The relationship quickly deteriorated with John becoming more and more abusive, until the day he became violent and struck her. Melody quickly reached out to her mom, Katrina Aalmo, about what had happened.

She just wanted to leave. He busted her lip and all that prior to the shooting. And I said, ‘Melody, call the cops on him.’ She just goes, ‘Well, I’m scared’,” her mom said. “She doesn’t know anybody out there, and believe me, I wish I would’ve called the cops and I regret that, but she asked me to try to stay out of it.” A fatal mistake that almost cost Melody her life.

John was a bad dude who had been to prison and was out on bond for capital murder when he met Melody. Although she knew he was in prison, he lied to her about the crime he committed.

The physical abuse continued, unabated throughout Melody’s pregnancy, right up until she gave birth.

Then came that fateful evening in May of 2019, when an out-of-control John Nealy III went on a drunken rampage. Waking up Melody, he forced her outside and into his pickup truck, and drove down the street.
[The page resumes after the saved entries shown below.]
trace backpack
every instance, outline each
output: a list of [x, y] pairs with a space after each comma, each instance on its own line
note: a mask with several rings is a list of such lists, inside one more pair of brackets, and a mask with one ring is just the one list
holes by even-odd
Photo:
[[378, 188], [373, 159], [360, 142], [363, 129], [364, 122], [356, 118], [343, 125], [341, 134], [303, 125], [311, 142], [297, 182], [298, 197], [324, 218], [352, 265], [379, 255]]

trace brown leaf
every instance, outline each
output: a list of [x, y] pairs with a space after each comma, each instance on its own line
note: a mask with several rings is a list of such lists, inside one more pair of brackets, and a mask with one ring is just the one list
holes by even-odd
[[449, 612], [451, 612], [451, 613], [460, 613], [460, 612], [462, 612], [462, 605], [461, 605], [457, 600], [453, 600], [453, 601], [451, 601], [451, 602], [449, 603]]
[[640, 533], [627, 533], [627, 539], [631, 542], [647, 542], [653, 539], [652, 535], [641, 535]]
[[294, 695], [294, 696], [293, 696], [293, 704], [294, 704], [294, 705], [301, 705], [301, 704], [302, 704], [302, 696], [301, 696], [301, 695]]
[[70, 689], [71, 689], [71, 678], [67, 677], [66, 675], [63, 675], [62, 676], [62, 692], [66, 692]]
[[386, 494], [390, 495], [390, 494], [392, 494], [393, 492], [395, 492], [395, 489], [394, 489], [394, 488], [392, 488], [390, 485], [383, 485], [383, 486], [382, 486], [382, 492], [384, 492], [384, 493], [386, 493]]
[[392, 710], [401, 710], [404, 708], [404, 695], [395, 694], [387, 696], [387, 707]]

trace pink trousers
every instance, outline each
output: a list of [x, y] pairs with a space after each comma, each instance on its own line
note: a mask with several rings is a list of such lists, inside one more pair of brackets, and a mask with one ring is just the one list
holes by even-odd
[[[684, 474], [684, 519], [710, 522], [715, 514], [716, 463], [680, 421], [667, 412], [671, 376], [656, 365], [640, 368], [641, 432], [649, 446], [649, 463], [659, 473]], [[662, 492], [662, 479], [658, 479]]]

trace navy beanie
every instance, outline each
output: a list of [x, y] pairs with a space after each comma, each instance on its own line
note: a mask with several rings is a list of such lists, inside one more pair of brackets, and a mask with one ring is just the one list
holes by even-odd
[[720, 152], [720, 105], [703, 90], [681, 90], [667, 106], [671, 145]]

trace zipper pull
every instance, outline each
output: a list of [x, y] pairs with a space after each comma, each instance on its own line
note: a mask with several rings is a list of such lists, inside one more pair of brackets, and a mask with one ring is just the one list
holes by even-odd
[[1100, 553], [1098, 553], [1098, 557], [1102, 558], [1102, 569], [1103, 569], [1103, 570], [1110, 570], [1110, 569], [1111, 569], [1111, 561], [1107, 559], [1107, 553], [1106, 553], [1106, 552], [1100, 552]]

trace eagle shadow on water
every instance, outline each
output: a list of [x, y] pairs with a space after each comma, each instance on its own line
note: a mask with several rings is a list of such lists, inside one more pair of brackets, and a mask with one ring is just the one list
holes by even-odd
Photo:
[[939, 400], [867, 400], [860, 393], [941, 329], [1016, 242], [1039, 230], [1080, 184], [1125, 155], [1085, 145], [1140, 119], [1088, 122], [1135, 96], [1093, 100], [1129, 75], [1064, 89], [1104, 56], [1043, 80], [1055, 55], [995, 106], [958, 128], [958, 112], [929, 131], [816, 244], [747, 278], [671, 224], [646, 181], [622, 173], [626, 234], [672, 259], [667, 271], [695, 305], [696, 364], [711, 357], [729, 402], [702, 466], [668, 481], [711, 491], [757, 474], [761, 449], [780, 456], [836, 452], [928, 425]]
He pulled out a Glock .45-caliber semi-automatic pistol and shot her point blank in the head.

Chances of survival after a penetrating injury to the brain, such as a gunshot wound, is very low,” neurologist Dr. Komal Ashraf told Inside Edition. “And of those patients [who live], we know that about 50% will have long-term neurological consequences.”

After two months in a coma, Melody finally woke up. “I asked her if she could see me and I said, ‘If you can, try to move your hand or your thumb,’” Melody’s mom said. “She moved her thumb, so I knew that she could hear me and see me. I cried. I just sat there and cried and held her, but she couldn’t speak. And she doesn’t know what’s really going on.”

Melody said when she first woke up, she didn’t want to believe what had happened to her or that her ex-boyfriend had truly attempted to kill her.

I was kind of in a daze. I had tubes out my neck. My arms were tied down to the bed,” Melody said. “For a couple months, I didn’t want to believe that a person I loved did that to me. I just had his child.”

The young mom underwent 13 surgeries for her injuries, and still has more to go.

Melody knows it’s a miracle she survived and she wants to make sure she feels her “purpose”. She also hopes to begin working again one day, something she hasn’t been able to do because of her injuries.

She’s thankful to God that she is still here and thankful to her children for keeping her going.

Doctors tell me that I should not have survived. Period. I got a 45 [bullet] in my brain and I am walking around living, but I got all my functions,” she said. “I could be worse. I’m definitely blessed, a miracle.”

John Nealy was sentenced to 25 years in prison for first-degree assault for the shooting, and another 20 years for his manslaughter case.